Microvascular Inflammatory Response in Cardiac Surgery

Abstract

Cardiac surgical procedures, with or without cardiopulmonary bypass, elicit a systemic inflammatory response in patients that induces the elaboration of multiple cytokines, chemokines, adhesion molecules, and destructive enzymes. This inflammatory reaction involves multiple interdependent and redundant cell types and humoral cascades, which allows for amplification and positive feedback at numerous steps. This systemic inflammatory response ultimately results in a broad spectrum of clinical manifestations, with multiple organ failure being the most severe form. Investigative efforts have focused on understanding the mechanism of this systemic inflammatory response syndrome in order to develop potential therapeutic targets to inhibit it, thereby possibly decreasing postoperative morbidity and mortality. Multiple therapeutic methods have been investigated, including pharmacologic inhibitors and modifications of surgical technique and the cardiopulmonary bypass circuit. Although studies have demonstrated that the use of these therapies in experimental and clinical settings has attenuated the systemic inflammatory response, they have failed to conclusively show clinical benefit from these therapies.
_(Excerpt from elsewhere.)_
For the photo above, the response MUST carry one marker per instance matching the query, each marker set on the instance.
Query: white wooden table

These therapies may be too specific to minimize the deleterious effects of a systemic inflammatory response that results from the activation of multiple, interdependent, and redundant inflammatory cascades and cell types. Hence, further studies that investigate the molecular and cellular events underlying the systemic inflammatory response syndrome and the resultant effects of anti-inflammatory therapies are warranted to ultimately achieve improvements in clinical outcome after cardiac surgical procedures.